Milliners have a mission. That is to restore hats to the status they had 40 years ago when women were defined by their hats. Today, however, milliners place emphasis on well-being rather than fancy. They want to bring us to the belief that wearing the right topper goes a long way toward building positive thinking. They may have something there. Like many other old remedies that prove to be effective, a hat regimen could be the answer to lingering winter glums.

So here we are in the middle of Straw Hat Week, which the millinery industry has designated as the time to put away wool caps and felt fedoras, and the cold hangs on. Undaunted, two hatmakers new to the Baltimore scene look to the salutary side. Their hat treatments can cost from $40 to $400 -- much less than a spa and they last for years.

Kit Fellows has been busy preparing her customers for the fresh air and blossoms that spring up in celebration of Easter and Passover.

At Kit's Millinery Salon and Supplies in Pomona Square, hat believers have been preparing.

"I sell designer hats and hats of my own invention, but many of my customers bring in straw bodies and we trim them up," she says. "I also refurbish a lot of old hats. They have so much #F character, it's a shame to let them go."

Ms. Fellows isn't so much concerned about where hats come from, only that they be worn, and worn beautifully.

"I cultivate my clients," she says. "Some people coming in here don't have anyone to take them across the hat threshold. Mother used to show us, but many younger women now don't know how to do it."

She builds confidence. She coaches.

"I start them out with a small brim and when they start feeling comfortable and used to wearing hats I take them into something more dramatic."

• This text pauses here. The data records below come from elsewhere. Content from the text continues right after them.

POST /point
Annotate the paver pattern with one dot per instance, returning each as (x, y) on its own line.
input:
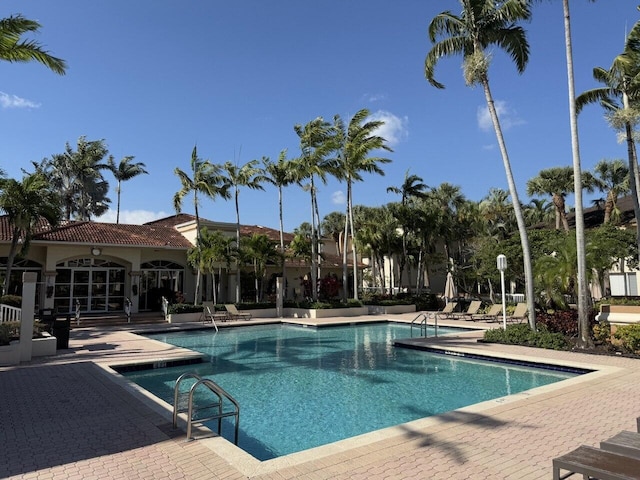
(69, 417)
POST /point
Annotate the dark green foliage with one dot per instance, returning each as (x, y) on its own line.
(521, 334)
(629, 337)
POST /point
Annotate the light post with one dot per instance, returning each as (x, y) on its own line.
(502, 266)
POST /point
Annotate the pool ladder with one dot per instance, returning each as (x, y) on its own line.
(424, 323)
(183, 402)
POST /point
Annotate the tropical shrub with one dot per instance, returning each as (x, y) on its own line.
(629, 337)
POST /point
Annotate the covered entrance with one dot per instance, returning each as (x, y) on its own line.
(97, 285)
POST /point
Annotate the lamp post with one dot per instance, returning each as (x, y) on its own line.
(502, 266)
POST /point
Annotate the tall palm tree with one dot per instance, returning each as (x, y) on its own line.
(413, 187)
(612, 178)
(125, 170)
(279, 174)
(25, 203)
(317, 142)
(250, 176)
(557, 182)
(481, 24)
(356, 142)
(77, 176)
(584, 304)
(619, 97)
(14, 49)
(205, 179)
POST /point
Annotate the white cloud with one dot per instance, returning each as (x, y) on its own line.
(508, 117)
(394, 130)
(133, 217)
(339, 198)
(374, 97)
(12, 101)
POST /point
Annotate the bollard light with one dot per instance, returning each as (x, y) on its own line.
(502, 266)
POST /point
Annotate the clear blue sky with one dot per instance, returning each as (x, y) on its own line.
(155, 77)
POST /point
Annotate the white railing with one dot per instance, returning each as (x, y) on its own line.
(9, 313)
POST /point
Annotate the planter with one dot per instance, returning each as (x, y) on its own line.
(325, 312)
(184, 317)
(619, 314)
(46, 345)
(390, 309)
(10, 354)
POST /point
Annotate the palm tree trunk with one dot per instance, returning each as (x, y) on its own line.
(584, 340)
(522, 228)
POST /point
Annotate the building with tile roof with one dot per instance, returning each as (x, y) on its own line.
(100, 266)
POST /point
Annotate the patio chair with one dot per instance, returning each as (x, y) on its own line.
(210, 314)
(235, 314)
(592, 462)
(492, 315)
(519, 315)
(471, 310)
(447, 311)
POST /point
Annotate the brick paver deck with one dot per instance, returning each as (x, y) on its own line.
(70, 417)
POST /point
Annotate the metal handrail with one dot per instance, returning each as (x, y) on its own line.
(424, 324)
(220, 394)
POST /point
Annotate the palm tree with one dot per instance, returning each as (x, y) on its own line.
(262, 251)
(248, 175)
(412, 188)
(25, 203)
(14, 49)
(618, 97)
(481, 24)
(124, 171)
(612, 178)
(557, 182)
(206, 180)
(317, 142)
(356, 143)
(76, 175)
(279, 174)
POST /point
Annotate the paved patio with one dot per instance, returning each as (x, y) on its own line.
(71, 417)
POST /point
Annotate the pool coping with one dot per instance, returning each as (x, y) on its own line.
(250, 466)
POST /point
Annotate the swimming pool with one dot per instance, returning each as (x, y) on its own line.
(299, 387)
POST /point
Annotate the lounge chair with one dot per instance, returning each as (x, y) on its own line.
(210, 315)
(471, 310)
(234, 314)
(519, 315)
(492, 315)
(592, 462)
(447, 311)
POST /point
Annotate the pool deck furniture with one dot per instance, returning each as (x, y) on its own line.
(519, 315)
(492, 315)
(593, 462)
(211, 315)
(472, 309)
(235, 314)
(447, 311)
(625, 443)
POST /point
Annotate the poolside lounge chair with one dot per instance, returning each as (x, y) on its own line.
(210, 315)
(472, 309)
(447, 311)
(234, 314)
(492, 315)
(595, 463)
(519, 315)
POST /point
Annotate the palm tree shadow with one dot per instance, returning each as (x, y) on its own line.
(458, 418)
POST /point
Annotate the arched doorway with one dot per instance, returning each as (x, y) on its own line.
(96, 284)
(159, 278)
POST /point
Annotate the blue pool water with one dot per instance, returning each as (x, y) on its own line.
(299, 388)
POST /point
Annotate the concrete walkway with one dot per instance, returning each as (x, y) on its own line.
(71, 417)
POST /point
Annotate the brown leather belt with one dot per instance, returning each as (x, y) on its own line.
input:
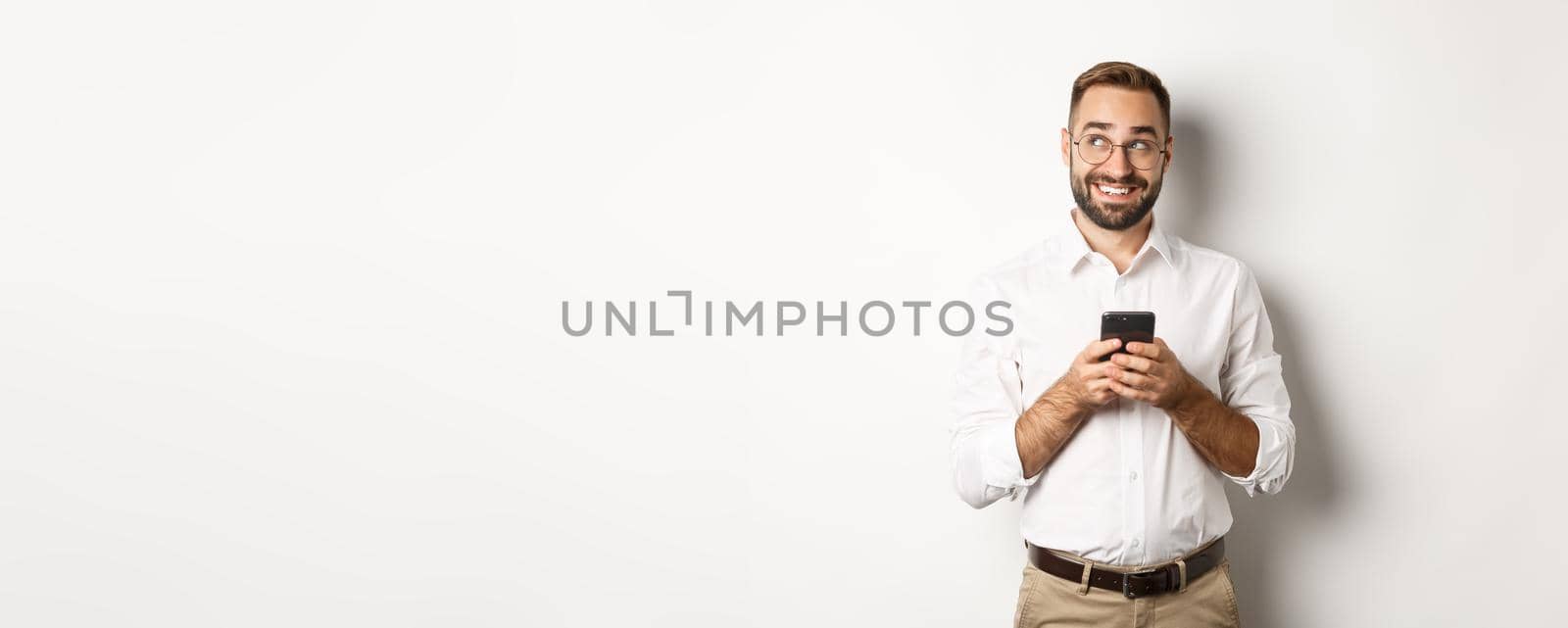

It's not just a fashion statement she encourages, however, but the sense of well-being hats bring to a woman.

"Fine hats are certainly expensive," she says, "but people should see them as an investment in health, physical and mental. Many women are going back to hats for health reasons; they have to stay out of the sun, and hats are absolutely essential to women who suffer hair loss because of chemotherapy."

On that issue, Ms. Fellows is a gentle yet strong crusader. "Wigs are hot and uncomfortable, hats are light." She is leading the battle to have hats covered by insurance plans.

"My clients walk out of here two inches taller," she says proudly, "not because of a high crown but because of the lift in their spirits.

Spirits and spirituals are high at Coutured Veiling, the hat shop that opened last fall in the 400 block of Eutaw Street. There's a run of church ladies picking up their Easter bonnets.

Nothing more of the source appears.